The Court also rejected the argument that the customer lawsuits automatically gave rise to jurisdiction over induced infringement allegations.  To establish a substantial case or controversy concerning inducement, the patentee must make sufficient allegations to establish a reasonable potential that the accused inducer took an affirmative act to encourage infringement with the knowledge that the induced acts constituted patent infringement.

The Federal Circuit analyzed the customer claim charts to parse where DataTern based its allegation of direct customer infringement on instructions from Microsoft and SAP in user manuals and documentation.  In those instances, where the claim charts specifically indicated that Microsoft and SAP had provided the instructions, the Federal Circuit found DJ jurisdiction.  This resulted in DJ jurisdiction for Microsoft in one of two patents and for SAP on both patents.

The Federal Circuit rejected the district court’s reliance on DataTern’s counterclaims, for DJ jurisdiction, or DataTern’s allegations that referenced refusal to grant a covenant not to sue—finding these were post complaint facts that cannot support jurisdiction at the time of the filing of the complaint.

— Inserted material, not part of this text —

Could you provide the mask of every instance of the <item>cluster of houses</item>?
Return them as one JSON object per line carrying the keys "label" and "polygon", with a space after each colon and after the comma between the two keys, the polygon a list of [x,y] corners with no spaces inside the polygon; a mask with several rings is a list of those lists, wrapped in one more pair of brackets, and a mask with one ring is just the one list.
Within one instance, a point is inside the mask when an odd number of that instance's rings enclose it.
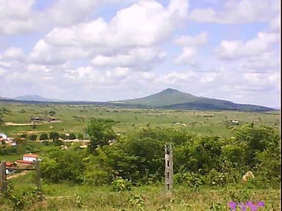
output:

Microsoft also argued that DataTern’s aggressive litigation strategy, including suing more than 100 entities for infringement of the patents-in-suit, supported the existence of a substantial controversy.  The Federal Circuit was “sympathetic” to the argument, but noted that DataTern’s litigation strategy focused on suing software users, not suppliers, and that there was no record evidence that Microsoft encouraged the acts that DataTern alleges result in direct infringement.

Judge Rader dissented in part and would have held that the totality of the circumstances supported declaratory judgment jurisdiction over both patents.  He argued that the majority improperly reviewed each alleged fact in isolation.  Rader argued that Microsoft’s lawsuit would resolve DataTern’s claims in the most efficient manner in a single focused lawsuit.  DataTern and other patent licensing plaintiffs “would like to find a way to keep Microsoft and other major corporations on the sidelines while seeking numerous settlements with their customers who cannot afford the cost of a major lawsuit.”

Practice Note:  Suppliers may have some opening to bring a declaratory judgment action to resolve cases against their customers, but the facts have to align.  In all likelihood Judge Rader is correct and NPEs will use this opinion to carefully avoid supplying the facts needed for declaratory judgment jurisdiction.   As noted by the dissent, the majority decision was of “special importance because it shows DataTern and its successors a way to achieve that lucrative objective.”